As marketers, part of nurturing an e-commerce strategy is making sure that we understand the dynamics that influence our audience and that we align our communication efforts accordingly. This most often involves staying up to date with technology and emerging ways to effectively connect with our customers. There are many variables that are in play with an e-commerce business model, but I’ve identified three that are significant and need to be considered when planning online sales.
1. Acceptance is real
It’s no secret that online sales have begun to dominate overall sales in recent years. Each year online sales for the holidays continue to outperform the prior year’s. A recent report distributed by eMarketer stated that 8 percent of consumers bought a grocery item online in 2015. That number is expected to reach 26 percent in 2016 — that’s a 325 percent increase in online grocery buying!

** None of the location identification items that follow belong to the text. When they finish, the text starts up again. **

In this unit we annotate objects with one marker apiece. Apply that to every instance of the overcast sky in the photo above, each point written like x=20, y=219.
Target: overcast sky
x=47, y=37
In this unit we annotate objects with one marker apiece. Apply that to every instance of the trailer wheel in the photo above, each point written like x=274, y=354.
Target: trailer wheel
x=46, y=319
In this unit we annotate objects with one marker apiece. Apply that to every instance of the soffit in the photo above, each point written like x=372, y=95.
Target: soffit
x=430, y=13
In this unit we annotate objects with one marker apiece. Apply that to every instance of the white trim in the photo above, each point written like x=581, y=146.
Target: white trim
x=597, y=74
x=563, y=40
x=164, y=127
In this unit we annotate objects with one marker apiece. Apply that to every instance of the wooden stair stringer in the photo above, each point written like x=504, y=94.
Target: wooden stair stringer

Acceptance and comfort in online transactions have increased dramatically over the years. Marketers have addressed site security concerns by incorporating and advertising a website’s use of trusted payment security applications that protect customer data, such as Better Business Bureau A+ accreditation, McAfee Secure, Norton Secured and more. Call it an understanding or a mindset change, but people are no longer afraid to provide credit card numbers or establish accounts with reputable brands. We all recognize that data from brick and mortar retailers can be breached as well, so online transactions are often viewed as more secure.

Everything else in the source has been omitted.